LA MONARQUÍA, LA DEMOCRACIA Y LOS GOLPISTAS

Los borbones y Epaña: una relación complicada

Si hay algo que las monarquías, y en especial la española, ha sabido hacer, ha sido convertirse en camaleones y adaptarse a los acontecimientos. Cuando se han sentido fuertes y han tenido los apoyos suficientes, no han dudado ni un ápice en masacrar a quien se les enfrentase: como ejemplo didáctico de esta aseveración, me gustaría recordar al Movimiento Comunero Castellano, que Carlos I se encargó de ajusticiar.

Con posterioridad, se han ido dando esos cambios camaleónicos según intereses del monarca de turno.
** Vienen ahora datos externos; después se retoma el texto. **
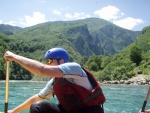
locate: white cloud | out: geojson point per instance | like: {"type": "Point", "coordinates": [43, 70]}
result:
{"type": "Point", "coordinates": [56, 12]}
{"type": "Point", "coordinates": [77, 16]}
{"type": "Point", "coordinates": [109, 13]}
{"type": "Point", "coordinates": [128, 23]}
{"type": "Point", "coordinates": [12, 23]}
{"type": "Point", "coordinates": [33, 20]}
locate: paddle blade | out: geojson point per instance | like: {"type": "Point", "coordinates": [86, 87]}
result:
{"type": "Point", "coordinates": [146, 99]}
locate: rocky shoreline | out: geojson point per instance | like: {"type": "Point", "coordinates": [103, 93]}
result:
{"type": "Point", "coordinates": [138, 80]}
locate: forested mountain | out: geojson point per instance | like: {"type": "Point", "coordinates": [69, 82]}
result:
{"type": "Point", "coordinates": [85, 37]}
{"type": "Point", "coordinates": [82, 39]}
{"type": "Point", "coordinates": [9, 30]}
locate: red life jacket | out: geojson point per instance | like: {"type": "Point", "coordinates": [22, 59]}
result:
{"type": "Point", "coordinates": [73, 97]}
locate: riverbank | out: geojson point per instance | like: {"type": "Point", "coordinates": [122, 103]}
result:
{"type": "Point", "coordinates": [139, 79]}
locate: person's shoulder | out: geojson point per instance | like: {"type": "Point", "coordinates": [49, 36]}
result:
{"type": "Point", "coordinates": [71, 65]}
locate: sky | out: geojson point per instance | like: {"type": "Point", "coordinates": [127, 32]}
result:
{"type": "Point", "coordinates": [129, 14]}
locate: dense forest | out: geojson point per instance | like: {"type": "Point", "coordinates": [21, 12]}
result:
{"type": "Point", "coordinates": [110, 52]}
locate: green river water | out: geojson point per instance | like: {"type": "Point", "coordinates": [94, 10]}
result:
{"type": "Point", "coordinates": [119, 98]}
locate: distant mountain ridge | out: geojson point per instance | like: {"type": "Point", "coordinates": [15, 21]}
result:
{"type": "Point", "coordinates": [81, 37]}
{"type": "Point", "coordinates": [8, 29]}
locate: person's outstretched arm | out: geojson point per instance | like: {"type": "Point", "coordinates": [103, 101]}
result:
{"type": "Point", "coordinates": [26, 105]}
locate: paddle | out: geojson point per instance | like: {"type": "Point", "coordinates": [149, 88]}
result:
{"type": "Point", "coordinates": [6, 88]}
{"type": "Point", "coordinates": [146, 99]}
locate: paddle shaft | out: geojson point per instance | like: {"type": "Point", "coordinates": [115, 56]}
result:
{"type": "Point", "coordinates": [146, 99]}
{"type": "Point", "coordinates": [7, 86]}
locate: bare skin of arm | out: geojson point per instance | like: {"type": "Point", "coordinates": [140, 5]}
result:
{"type": "Point", "coordinates": [34, 66]}
{"type": "Point", "coordinates": [26, 105]}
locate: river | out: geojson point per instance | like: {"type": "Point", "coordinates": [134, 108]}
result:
{"type": "Point", "coordinates": [119, 98]}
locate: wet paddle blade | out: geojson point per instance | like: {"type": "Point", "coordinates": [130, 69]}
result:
{"type": "Point", "coordinates": [146, 99]}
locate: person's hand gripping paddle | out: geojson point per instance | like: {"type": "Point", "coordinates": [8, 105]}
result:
{"type": "Point", "coordinates": [6, 88]}
{"type": "Point", "coordinates": [146, 99]}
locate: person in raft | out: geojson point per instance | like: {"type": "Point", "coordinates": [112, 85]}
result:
{"type": "Point", "coordinates": [76, 88]}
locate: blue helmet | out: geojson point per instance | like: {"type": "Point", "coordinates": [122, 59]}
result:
{"type": "Point", "coordinates": [57, 53]}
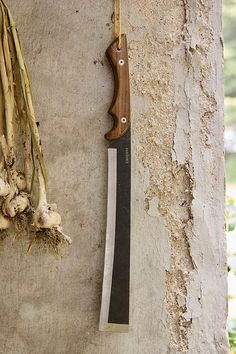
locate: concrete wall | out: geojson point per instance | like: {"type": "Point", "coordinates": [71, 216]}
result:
{"type": "Point", "coordinates": [178, 273]}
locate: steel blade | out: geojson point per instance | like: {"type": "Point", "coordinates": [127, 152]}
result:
{"type": "Point", "coordinates": [115, 294]}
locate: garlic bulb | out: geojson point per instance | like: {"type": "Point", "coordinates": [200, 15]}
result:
{"type": "Point", "coordinates": [46, 216]}
{"type": "Point", "coordinates": [4, 222]}
{"type": "Point", "coordinates": [16, 205]}
{"type": "Point", "coordinates": [4, 187]}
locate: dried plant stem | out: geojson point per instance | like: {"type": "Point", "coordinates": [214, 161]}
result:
{"type": "Point", "coordinates": [7, 93]}
{"type": "Point", "coordinates": [26, 88]}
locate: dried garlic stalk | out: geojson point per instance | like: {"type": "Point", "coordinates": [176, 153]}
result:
{"type": "Point", "coordinates": [21, 159]}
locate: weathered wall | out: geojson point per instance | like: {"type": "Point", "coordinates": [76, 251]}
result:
{"type": "Point", "coordinates": [178, 274]}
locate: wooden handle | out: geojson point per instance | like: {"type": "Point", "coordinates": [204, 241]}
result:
{"type": "Point", "coordinates": [120, 107]}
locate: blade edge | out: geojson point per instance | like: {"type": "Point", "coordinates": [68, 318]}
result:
{"type": "Point", "coordinates": [110, 240]}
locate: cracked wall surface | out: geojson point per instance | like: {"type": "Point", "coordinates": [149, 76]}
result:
{"type": "Point", "coordinates": [178, 260]}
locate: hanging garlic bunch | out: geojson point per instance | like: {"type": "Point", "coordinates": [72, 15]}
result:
{"type": "Point", "coordinates": [21, 154]}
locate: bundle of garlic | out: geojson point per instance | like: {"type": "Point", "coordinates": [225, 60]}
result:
{"type": "Point", "coordinates": [23, 174]}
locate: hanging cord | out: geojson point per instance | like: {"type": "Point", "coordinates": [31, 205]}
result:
{"type": "Point", "coordinates": [117, 21]}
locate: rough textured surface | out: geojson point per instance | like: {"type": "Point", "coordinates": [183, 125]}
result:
{"type": "Point", "coordinates": [178, 278]}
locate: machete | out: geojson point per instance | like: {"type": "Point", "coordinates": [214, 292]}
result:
{"type": "Point", "coordinates": [114, 314]}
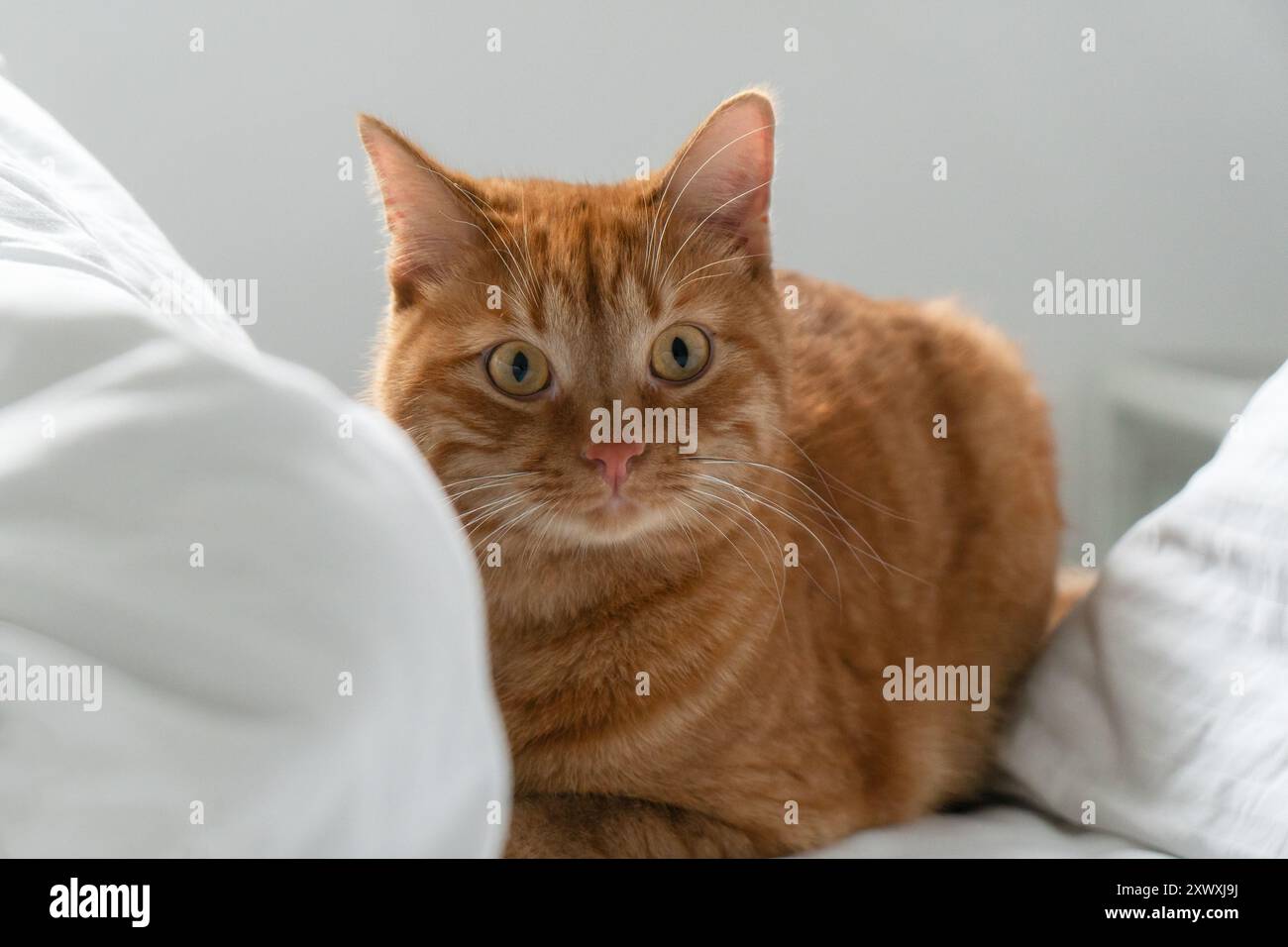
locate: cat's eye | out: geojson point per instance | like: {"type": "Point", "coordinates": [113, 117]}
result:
{"type": "Point", "coordinates": [518, 368]}
{"type": "Point", "coordinates": [681, 354]}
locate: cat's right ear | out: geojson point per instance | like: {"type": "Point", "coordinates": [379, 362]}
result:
{"type": "Point", "coordinates": [429, 211]}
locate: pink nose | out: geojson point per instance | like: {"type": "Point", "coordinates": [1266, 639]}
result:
{"type": "Point", "coordinates": [613, 459]}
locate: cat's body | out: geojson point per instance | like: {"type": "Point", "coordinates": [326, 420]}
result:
{"type": "Point", "coordinates": [671, 682]}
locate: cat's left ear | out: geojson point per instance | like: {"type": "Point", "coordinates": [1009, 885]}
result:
{"type": "Point", "coordinates": [720, 178]}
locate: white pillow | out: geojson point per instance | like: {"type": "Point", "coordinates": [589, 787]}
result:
{"type": "Point", "coordinates": [1163, 698]}
{"type": "Point", "coordinates": [188, 515]}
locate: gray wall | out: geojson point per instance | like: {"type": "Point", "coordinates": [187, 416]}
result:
{"type": "Point", "coordinates": [1107, 163]}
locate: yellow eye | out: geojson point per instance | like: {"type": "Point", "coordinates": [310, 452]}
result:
{"type": "Point", "coordinates": [681, 354]}
{"type": "Point", "coordinates": [518, 368]}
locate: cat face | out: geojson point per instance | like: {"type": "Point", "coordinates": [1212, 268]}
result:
{"type": "Point", "coordinates": [540, 331]}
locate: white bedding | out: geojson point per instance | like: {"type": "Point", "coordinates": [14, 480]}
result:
{"type": "Point", "coordinates": [325, 556]}
{"type": "Point", "coordinates": [185, 514]}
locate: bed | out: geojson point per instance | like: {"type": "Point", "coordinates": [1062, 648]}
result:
{"type": "Point", "coordinates": [159, 491]}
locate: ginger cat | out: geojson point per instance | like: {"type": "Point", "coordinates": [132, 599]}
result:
{"type": "Point", "coordinates": [697, 654]}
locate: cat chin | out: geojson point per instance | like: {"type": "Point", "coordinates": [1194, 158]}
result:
{"type": "Point", "coordinates": [614, 522]}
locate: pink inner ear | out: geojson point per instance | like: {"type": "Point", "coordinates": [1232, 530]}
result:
{"type": "Point", "coordinates": [721, 178]}
{"type": "Point", "coordinates": [428, 218]}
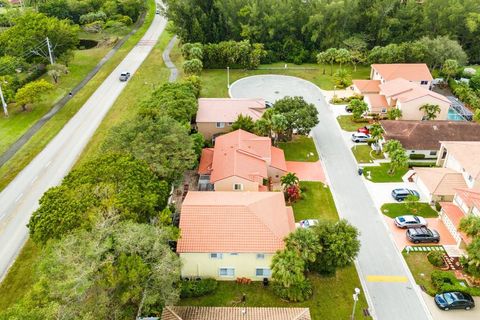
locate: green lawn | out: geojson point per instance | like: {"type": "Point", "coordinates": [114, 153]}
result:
{"type": "Point", "coordinates": [316, 203]}
{"type": "Point", "coordinates": [347, 124]}
{"type": "Point", "coordinates": [380, 173]}
{"type": "Point", "coordinates": [20, 121]}
{"type": "Point", "coordinates": [300, 148]}
{"type": "Point", "coordinates": [36, 144]}
{"type": "Point", "coordinates": [332, 296]}
{"type": "Point", "coordinates": [20, 277]}
{"type": "Point", "coordinates": [399, 209]}
{"type": "Point", "coordinates": [217, 78]}
{"type": "Point", "coordinates": [365, 154]}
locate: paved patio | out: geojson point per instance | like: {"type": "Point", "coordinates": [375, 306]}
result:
{"type": "Point", "coordinates": [433, 223]}
{"type": "Point", "coordinates": [307, 171]}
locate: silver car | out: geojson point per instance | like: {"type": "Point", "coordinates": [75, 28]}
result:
{"type": "Point", "coordinates": [410, 221]}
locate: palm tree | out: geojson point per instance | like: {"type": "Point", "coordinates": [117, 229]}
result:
{"type": "Point", "coordinates": [430, 111]}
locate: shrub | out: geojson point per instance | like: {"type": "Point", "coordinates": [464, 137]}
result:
{"type": "Point", "coordinates": [416, 156]}
{"type": "Point", "coordinates": [198, 288]}
{"type": "Point", "coordinates": [436, 258]}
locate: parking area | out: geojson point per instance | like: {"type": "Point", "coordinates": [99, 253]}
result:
{"type": "Point", "coordinates": [438, 314]}
{"type": "Point", "coordinates": [433, 223]}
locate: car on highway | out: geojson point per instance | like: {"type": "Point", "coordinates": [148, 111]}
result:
{"type": "Point", "coordinates": [400, 194]}
{"type": "Point", "coordinates": [454, 300]}
{"type": "Point", "coordinates": [124, 76]}
{"type": "Point", "coordinates": [360, 137]}
{"type": "Point", "coordinates": [306, 223]}
{"type": "Point", "coordinates": [410, 221]}
{"type": "Point", "coordinates": [423, 234]}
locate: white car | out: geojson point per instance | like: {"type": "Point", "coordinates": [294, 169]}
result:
{"type": "Point", "coordinates": [360, 137]}
{"type": "Point", "coordinates": [306, 223]}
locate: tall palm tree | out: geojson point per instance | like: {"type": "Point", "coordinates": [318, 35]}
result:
{"type": "Point", "coordinates": [430, 111]}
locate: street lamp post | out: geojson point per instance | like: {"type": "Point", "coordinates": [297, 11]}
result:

Entre ellos, cabe destacar a Fernando VII, que no dudó en masacrar a los liberales, tanto en su vuelta a trono en 1814, con la derogación de la Constitución de Cádiz, como posteriormente en 1824 y después de convivir con los liberales de Rafael de Riego, solicitando la ayuda francesa que nos invadió con los cien mil hijos de San Luis. María Cristina, esposa de Fernando VII, y después de la muerte de este, mantuvo en secreto su matrimonio morganático con un sargento de su Guardia, Agustín Fernando, con el fin de mantenerse en la Regencia y con posterioridad, cuando las cosas se le pusieron negras, intentó pactar con el General Espartero para poder seguir con la corona.

Isabel II, también utilizó su camaleonismo, para poder convivir con tal corrupción parlamentara y los continuos pronunciamientos o golpes de estado y su nieto, Alfonso XIII, bisabuelo del actual monarca, no dudó de compartir su reinado con un golpista y dictador como fue Primo de Rivera. Punto y aparte se merece nuestros Rey Emérito que, incluso contra los intereses de su propio padre, tampoco puso reparos a que un asesino, fascistoide, golpista y dictador como Francisco Franco, lo nombrase heredero de su legado.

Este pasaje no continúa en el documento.